Wow, I have seen the televised Mavericks games as well as
the box scores for the untelevised games and I will say it
again, WOW.

Josh Howard can flat play. Other than his occasional poor shot
selection he is going to be great. He can simply get to the
basket. We are always wanting Finley to take it to the hoop
more well let me tell you Howard will take it to the hoop.
He is good defensively and he is a great rebounder with that
7-footer wingspan.

We also have GOT to find room on this roster for Marquis Daniels.
He is a 6'6" point guard with really long arms. He can pass,
defend and take anyone to the hoop. He put on a show against
Seattle where I was stunned at some of the moves he made.
Against Memphis he went off for 38 points and 6 assists. He
will absolutely eat alive smaller point guards. Off the dribble
and he can take them inside and simply shoot right over the top
of them. He destroyed Troy Bell and Earl Watson in that game.

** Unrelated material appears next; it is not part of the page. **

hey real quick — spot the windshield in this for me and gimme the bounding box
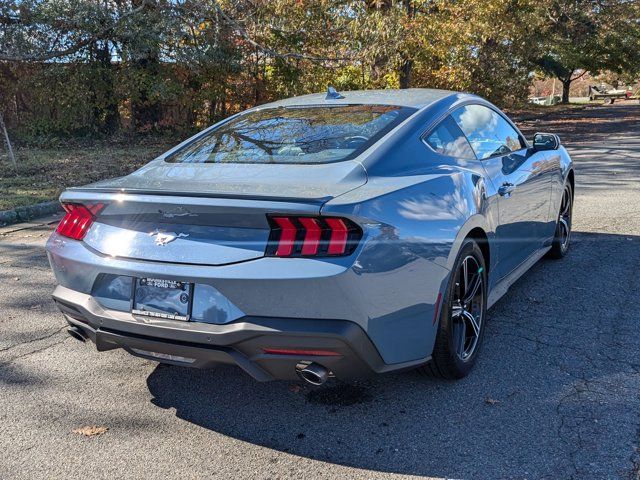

If the Grizzlies offered us Troy Bell and Dahntay Jones for Josh
Howard and Marquis Daniels straight up I would have to laugh.
There is not a chance I would make that trade.
How in the hell Daniels went undrafted is an absolute mystery
to me. Hell, I would not trade him straight up for T.J. Ford after
what I have seen.

I realize its still only 4 games into Summer league but both these
guys look like they will be great pros for years to come.

They already have Howard signed now they absolutely have to
sign Daniels.


----------



## Tristan (Jan 13, 2003)

WOW, i didnt even know that Daniel and Howard was that good. I knew Howard was the next Fin but Daniels, wow. Hows Mladen doing?


----------



## Slasher (Jul 11, 2003)

The young fellas' are looking good. Hopefully we see them in a Mavs jersey next season. :yes:


----------



## Keith Closs (May 13, 2003)

you cant put much stock into the summer league ive sene players who never sniffed the nba dominate in the summer league.. im not saying they wont be good but dont get crazy off these games..


----------



## mavsman (Jun 11, 2003)

> Originally posted by <b>Keith Closs</b>!
> you cant put much stock into the summer league ive sene players who never sniffed the nba dominate in the summer league.. im not saying they wont be good but dont get crazy off these games..


Obviously, they will not be able to dominate in the real league
like a player may do in the summer league. But you can certainly
compare them to other draft choices, other players who do play
in the NBA and are playing in the Summer league. They are
certainly playing against better talent then they played against
in the College game.

Its a step up but they still have a much bigger step from here
to the real NBA. I don't think anyone expects these guys to
come into the league and dominate but I do think they can
contribute and develop. I am just impressed with what both
players bring to the Mavericks. I think both guys can fill a role
which can help the Mavs.


----------



## HKF (Dec 10, 2002)

Marquis Daniels can play, and that is a FACT. He was a PG/Point Forward in college and some GM's just fell asleep really. I think he will make the roster of Dallas.

The fact that Howard and Daniels are playing well bodes well for the future of the Mavs. They will need guys to play next to Dirk because in another 3 years Dirk will need to move to PF, so these guys can fill the wing spots. 

Does anyone know how Mladen is playing?

Bye Walt Williams.


----------



## mavsman (Jun 11, 2003)

> Originally posted by <b>newmessiah10</b>!
> 
> Does anyone know how Mladen is playing?
> 
> Bye Walt Williams.


I have to say that I have not been impressed with Mladen
at all. So far he looks like one of those filler guys that you
use to fill out your Summer league roster.


----------



## INTELLECT (Nov 22, 2002)

mladen is just not ready man. he's really strugglign this summer and struggled overseas last year.


----------



## 22ryno (Mar 17, 2003)

When these two guys get in the game next year it won't be much drop off from the starters.


----------